Add a doc to describe the benchmark dashboard (#6947) This commit adds a doc to explain the benchmark philosophy and the model benchmark specification used in the benchmark suite and dashboard.

commit: 664005aa366d81235d8886e3de24773932e086ed [log] [tgz]
author: Lei Zhang <antiagainst@google.com> Fri Sep 10 13:38:53 2021 -0400
committer: GitHub <noreply@github.com> Fri Sep 10 10:38:53 2021 -0700
tree: 54abe52626e60b2f1a3240e801dcfe9970dbc191
parent: 2ea4fe0bc3f373bdd1c8d6df3b757262ee30077a [diff]
diff --git a/benchmarks/dashboard.md b/benchmarks/dashboard.md
new file mode 100644
index 0000000..4b096a0
--- /dev/null
+++ b/benchmarks/dashboard.md

@@ -0,0 +1,145 @@
+# IREE Performance Dashboard
+
+This documentation explains IREE's performance dashboard (https://perf.iree.dev).

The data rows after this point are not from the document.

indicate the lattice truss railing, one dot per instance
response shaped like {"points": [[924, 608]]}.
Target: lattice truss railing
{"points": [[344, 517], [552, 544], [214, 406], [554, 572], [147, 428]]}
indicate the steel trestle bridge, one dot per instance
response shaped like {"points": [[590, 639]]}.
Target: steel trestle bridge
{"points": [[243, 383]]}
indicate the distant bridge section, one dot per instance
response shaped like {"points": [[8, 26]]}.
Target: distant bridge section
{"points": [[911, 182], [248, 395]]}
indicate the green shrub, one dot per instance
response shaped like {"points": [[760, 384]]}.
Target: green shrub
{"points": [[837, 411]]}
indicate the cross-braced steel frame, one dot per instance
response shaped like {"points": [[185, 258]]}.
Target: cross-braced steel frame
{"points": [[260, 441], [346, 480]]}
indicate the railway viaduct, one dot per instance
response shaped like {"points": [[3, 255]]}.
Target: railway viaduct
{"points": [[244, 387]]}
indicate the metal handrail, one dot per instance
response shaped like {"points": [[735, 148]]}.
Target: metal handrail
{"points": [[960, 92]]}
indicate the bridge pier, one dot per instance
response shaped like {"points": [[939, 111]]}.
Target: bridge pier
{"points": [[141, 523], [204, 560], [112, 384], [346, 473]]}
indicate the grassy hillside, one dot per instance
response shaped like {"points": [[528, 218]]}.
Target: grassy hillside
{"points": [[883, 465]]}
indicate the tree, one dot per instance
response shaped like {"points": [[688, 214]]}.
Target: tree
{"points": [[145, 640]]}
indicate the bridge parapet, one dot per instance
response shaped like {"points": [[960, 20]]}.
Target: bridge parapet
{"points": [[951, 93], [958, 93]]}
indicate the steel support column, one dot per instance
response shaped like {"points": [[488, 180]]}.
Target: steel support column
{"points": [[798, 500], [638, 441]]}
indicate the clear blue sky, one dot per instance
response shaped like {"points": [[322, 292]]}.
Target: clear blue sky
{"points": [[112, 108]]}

+A [Buildkite pipeline](https://buildkite.com/iree/iree-benchmark) runs on each
+commit to the `main` branch and posts those results to the dashboard.
+
+## Benchmarking philosophy
+
+Benchmarking and interpreting results properly is a delicate task. We can record
+metrics from various parts of a system, but depending on what we are trying to
+evaluate, those numbers may or may not be relevant. For example, for somebody
+working solely on better kernel code generation, the end-to-end model reference
+latency is unlikely meaningful given it also includes runtime overhead. The
+environment could also vary per benchmark run in uncontrollable ways, causing
+instability in the results. This is especially true for mobile and embedded
+systems, where a tight compromise between performance and thermal/battery limits
+is made. Too many aspects can affect the benchmarking results. So before going
+into details, it's worth nothing the general guideline to IREE benchmarking as
+context.
+
+The overarching goal for benchmarking here is to track IREE's performance
+progress and guard against regression. So the benchmarks are meant to understand
+the performance of IREE _itself_, not the absolute capability of the exercised
+hardware. In order to fulfill the above goal, we have the following guidelines
+for benchmarking:
+
+* We choose representative real-world models with varying characteristics.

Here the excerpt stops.